Vol. 54, Issue 2, pp. 135-147 (2024)

Abstract

One of the significant challenges in integrated optical systems is achieving miniaturization. Traditional components can limit the effective utilization of chip area. Devices with distinctive thickness and length characteristics, including the Mach Zehnder interferometer (MZI), the directional coupler, and waveguides, contribute to this issue, limiting the efficient use of chip area. Photonic crystals offer a solution to this problem. The proposed design results in two optical bandgap ranges, from 0.456586 to 0.675819 μm^–1 and from 1.12855 to 1.16338 μm^–1, both in TE mode with gap widths of 0.219233 and 0.34826 μm^–1, respectively.
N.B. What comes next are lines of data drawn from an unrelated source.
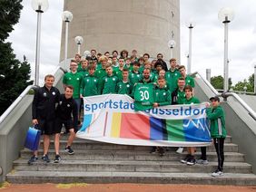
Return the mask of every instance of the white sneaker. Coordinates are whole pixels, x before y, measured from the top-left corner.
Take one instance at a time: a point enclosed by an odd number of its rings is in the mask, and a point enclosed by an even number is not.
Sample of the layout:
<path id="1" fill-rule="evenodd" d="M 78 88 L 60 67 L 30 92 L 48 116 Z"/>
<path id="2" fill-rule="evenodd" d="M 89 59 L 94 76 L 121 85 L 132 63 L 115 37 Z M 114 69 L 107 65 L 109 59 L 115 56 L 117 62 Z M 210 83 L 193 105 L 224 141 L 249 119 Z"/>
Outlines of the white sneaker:
<path id="1" fill-rule="evenodd" d="M 183 152 L 183 148 L 179 148 L 177 150 L 176 150 L 176 153 L 179 153 L 179 154 L 182 154 Z"/>
<path id="2" fill-rule="evenodd" d="M 222 171 L 220 171 L 220 170 L 216 170 L 213 173 L 212 173 L 212 177 L 221 177 L 221 176 L 223 176 L 223 175 L 224 175 L 224 173 Z"/>
<path id="3" fill-rule="evenodd" d="M 207 165 L 209 162 L 208 162 L 208 160 L 197 159 L 196 163 L 201 164 L 201 165 Z"/>

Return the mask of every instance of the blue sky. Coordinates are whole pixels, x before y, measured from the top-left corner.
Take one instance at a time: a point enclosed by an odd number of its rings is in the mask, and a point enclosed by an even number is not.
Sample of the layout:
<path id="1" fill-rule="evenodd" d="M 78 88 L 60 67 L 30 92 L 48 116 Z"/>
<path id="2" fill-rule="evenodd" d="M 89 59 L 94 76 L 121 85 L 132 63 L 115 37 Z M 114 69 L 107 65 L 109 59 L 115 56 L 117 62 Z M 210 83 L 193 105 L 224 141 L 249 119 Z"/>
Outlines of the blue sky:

The corresponding wavelength ranges are from 1479 to 2190 nm and 859 to 886 nm. The analysis of field propagation in the photonic crystal ring resonator (PCRR) is carried out using the finite-difference time domain (FDTD) method, while the bandgap analysis is performed by the plane wave expansion (PWE) method. This work primarily focuses on the incorporation of corner scatters in the PCRR. Corner scatters play a crucial role in guiding the field smoothly inside the ring, thus preventing the localization of light within the structure. After the simulation, various attributes were compared for both structures. At a resonant wavelength of 1550 nm, the input intensity is measured as 0.0591 a.u., and the output intensities for with and without corner scatter are 0.0458 and 0.0539 a.u., respectively.